With the world more or less back to normal following the lifting of restrictions about a year ago, some enterprises are still on the fence about what to do with their employees.
For those that have returned to 100% onsite work, some pushback was expected, especially from people who have become accustomed to the perks of working remotely, or on a hybrid arrangement.
The key for business leaders is to shift the mindset away from attendance as the key metric for getting things done, recommended Brian Elliott, Executive Leader of Future Forum and Senior Vice-President, Slack.
“Digital-first doesn’t mean never in person, because there is real value in getting people together on a regular, episodic basis to build relationships, not to do the collaboration work,” he said.
Meanwhile, a lot of the pressure to monitor productivity rests on middle managers, which aren’t usually handed down the modern tools and strategies to gauge such, observed Cal Henderson, Co-Founder and CTO, Slack.

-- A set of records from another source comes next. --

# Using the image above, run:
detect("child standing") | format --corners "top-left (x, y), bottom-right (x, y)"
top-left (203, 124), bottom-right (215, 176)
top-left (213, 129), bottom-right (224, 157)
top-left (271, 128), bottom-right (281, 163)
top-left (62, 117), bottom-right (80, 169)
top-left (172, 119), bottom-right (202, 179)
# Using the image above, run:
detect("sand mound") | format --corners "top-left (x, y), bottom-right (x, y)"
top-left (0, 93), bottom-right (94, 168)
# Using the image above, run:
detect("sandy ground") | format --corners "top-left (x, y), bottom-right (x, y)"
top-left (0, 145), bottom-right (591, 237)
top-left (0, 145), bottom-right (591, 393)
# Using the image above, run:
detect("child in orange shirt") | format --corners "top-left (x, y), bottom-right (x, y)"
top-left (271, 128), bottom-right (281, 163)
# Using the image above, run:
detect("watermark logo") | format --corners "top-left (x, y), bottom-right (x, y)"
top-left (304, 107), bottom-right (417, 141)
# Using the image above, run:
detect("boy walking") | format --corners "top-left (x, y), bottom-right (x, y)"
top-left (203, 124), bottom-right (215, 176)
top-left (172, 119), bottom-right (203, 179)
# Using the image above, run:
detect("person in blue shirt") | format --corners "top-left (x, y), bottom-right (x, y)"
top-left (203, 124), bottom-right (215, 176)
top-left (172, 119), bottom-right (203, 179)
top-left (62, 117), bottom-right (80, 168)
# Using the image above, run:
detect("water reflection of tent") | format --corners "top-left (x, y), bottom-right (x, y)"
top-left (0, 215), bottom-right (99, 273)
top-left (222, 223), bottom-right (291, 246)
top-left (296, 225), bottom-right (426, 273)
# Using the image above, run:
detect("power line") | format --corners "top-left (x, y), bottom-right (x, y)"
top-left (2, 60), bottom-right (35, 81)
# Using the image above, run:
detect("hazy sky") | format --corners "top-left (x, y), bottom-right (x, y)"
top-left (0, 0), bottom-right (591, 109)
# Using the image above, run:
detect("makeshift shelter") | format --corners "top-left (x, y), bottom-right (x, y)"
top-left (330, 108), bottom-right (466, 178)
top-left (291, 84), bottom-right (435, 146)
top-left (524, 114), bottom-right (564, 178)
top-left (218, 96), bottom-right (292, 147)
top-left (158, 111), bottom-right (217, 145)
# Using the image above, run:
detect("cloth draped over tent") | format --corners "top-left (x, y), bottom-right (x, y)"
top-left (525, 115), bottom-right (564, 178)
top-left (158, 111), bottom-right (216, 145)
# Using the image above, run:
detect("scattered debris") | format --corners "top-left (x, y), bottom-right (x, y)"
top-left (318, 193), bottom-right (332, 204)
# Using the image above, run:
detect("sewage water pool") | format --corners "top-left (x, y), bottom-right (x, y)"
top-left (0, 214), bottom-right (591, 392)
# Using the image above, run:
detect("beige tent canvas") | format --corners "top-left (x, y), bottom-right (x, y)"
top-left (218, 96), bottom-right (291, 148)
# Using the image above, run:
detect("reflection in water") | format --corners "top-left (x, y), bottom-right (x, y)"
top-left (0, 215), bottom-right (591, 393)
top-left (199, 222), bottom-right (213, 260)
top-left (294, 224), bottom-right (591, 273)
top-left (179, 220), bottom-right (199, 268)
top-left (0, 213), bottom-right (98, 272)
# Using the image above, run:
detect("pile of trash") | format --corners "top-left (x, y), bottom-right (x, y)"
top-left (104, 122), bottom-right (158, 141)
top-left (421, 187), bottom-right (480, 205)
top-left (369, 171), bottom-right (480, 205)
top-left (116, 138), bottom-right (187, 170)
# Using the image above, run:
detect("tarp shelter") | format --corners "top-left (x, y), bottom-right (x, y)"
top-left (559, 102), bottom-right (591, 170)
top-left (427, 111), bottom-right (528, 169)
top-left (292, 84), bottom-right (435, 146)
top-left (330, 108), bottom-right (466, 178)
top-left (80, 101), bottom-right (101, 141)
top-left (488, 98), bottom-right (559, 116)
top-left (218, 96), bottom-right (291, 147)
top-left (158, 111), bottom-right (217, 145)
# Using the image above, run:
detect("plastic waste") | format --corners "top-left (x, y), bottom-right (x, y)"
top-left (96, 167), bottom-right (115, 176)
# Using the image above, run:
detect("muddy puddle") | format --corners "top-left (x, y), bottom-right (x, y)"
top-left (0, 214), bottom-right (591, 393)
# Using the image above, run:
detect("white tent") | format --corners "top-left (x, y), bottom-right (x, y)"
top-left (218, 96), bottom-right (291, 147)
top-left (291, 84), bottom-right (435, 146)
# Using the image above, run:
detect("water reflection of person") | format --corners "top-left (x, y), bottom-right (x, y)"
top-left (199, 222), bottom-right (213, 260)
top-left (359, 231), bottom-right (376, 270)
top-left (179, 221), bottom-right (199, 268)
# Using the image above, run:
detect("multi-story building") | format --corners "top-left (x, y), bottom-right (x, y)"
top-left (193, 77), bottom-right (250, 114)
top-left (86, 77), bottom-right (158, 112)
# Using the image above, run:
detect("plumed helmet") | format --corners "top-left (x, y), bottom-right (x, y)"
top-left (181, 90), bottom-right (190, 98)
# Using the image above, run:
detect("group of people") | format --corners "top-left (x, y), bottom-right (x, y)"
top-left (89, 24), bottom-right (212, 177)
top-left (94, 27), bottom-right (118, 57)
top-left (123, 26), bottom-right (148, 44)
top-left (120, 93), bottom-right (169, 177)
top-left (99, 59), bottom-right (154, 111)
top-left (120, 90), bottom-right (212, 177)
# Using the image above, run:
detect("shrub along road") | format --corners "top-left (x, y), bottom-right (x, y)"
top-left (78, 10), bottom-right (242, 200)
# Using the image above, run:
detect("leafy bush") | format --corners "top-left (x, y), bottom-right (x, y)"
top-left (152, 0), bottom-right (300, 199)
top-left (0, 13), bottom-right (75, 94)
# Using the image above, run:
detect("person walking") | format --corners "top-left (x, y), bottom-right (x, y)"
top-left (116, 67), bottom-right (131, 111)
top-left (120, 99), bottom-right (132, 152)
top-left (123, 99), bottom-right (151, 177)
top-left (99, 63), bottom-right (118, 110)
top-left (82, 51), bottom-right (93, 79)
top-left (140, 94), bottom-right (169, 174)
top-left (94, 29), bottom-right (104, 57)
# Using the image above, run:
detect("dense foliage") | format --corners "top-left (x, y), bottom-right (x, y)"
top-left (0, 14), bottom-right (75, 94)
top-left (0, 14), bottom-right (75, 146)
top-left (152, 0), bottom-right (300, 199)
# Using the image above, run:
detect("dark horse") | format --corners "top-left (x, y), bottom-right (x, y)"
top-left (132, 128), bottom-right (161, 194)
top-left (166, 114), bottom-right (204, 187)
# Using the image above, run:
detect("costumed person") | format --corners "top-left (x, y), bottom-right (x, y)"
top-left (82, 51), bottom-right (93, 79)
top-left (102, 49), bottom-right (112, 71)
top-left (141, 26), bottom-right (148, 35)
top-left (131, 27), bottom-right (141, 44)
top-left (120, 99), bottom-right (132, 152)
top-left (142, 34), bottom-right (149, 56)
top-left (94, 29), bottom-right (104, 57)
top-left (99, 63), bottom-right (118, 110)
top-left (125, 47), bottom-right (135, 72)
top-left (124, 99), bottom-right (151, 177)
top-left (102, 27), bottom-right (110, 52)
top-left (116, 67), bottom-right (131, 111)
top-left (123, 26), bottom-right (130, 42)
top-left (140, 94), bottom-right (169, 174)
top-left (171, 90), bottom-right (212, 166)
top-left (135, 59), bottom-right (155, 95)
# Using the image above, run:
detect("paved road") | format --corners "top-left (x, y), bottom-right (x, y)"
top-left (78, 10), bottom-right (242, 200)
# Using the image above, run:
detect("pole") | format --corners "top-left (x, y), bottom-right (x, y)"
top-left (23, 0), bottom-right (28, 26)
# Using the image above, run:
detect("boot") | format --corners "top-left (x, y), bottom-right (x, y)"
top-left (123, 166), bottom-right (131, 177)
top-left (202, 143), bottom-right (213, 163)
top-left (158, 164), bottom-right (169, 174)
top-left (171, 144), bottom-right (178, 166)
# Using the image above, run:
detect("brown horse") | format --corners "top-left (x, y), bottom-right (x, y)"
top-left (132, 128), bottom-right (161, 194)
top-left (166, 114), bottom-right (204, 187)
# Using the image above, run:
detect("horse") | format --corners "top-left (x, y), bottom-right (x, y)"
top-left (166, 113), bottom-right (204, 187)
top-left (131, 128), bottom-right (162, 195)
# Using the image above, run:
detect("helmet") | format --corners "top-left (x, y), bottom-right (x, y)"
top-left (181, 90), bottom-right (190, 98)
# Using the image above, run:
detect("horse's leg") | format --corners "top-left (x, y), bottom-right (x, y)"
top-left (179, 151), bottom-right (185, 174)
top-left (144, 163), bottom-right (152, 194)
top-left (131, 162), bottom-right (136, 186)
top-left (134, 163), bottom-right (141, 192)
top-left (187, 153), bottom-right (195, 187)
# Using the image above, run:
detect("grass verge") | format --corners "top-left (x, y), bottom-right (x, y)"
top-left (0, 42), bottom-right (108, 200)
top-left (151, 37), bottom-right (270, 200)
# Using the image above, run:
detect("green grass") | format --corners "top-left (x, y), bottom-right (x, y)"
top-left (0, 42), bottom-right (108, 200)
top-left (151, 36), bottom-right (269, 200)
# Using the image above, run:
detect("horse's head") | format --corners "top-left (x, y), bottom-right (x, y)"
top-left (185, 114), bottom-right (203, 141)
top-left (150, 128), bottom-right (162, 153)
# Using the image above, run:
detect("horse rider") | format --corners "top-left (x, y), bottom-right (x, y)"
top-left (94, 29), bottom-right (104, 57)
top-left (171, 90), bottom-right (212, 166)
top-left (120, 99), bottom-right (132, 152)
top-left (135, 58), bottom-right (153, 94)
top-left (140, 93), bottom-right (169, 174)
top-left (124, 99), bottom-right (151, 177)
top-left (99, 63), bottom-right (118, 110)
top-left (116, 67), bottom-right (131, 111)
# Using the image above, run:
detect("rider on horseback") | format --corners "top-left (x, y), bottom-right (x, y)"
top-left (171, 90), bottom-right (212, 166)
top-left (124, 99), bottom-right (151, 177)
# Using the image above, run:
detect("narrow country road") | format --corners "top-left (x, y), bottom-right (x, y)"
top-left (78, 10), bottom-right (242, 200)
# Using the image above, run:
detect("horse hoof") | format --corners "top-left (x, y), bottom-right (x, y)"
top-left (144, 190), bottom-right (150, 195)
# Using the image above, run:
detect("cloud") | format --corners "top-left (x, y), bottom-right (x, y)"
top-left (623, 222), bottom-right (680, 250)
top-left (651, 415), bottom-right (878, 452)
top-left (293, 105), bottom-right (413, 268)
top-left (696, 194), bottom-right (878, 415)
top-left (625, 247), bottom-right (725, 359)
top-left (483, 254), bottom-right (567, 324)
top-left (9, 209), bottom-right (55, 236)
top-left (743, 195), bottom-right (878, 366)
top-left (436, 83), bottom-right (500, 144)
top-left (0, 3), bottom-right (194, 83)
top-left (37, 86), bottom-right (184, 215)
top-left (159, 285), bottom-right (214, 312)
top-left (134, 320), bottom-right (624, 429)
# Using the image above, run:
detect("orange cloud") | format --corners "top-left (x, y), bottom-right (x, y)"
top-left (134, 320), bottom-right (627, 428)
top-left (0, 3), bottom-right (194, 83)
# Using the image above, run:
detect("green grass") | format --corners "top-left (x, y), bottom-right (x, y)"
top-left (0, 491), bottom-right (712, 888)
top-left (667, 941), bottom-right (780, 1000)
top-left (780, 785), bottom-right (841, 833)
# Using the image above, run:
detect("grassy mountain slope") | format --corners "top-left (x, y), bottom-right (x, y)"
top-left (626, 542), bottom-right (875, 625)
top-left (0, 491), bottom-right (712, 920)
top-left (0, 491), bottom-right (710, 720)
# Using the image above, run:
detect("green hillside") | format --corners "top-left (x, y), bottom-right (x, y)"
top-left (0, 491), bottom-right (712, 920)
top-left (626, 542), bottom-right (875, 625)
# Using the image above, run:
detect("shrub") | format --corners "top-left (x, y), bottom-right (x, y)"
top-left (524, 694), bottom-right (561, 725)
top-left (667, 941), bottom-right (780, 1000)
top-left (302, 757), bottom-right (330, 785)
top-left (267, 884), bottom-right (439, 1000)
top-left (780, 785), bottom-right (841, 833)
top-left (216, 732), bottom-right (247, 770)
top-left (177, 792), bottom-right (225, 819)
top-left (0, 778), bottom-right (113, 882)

“A big part of the role of leaders in any organisation is to keep their workforce engaged and aligned around what it is they’re doing. During pre-pandemic times, and it’s still true now, one of the best ways to get people engaged in the work that they’re doing is to make them understand that what they’re doing contributes to the mission of the company,” he said.
Henderson remarked that people feel more connected to the commissioners of their company when they have flexibility. “It isn’t about bringing people back into the office. The answer is making people understand why the work they’re doing matters,” he added.
Indeed, digital tools for collaboration and communication are only enablers for success amid a changing enterprise landscape. In the end, businesses must adapt to what the times require, and where people feel they excel the most.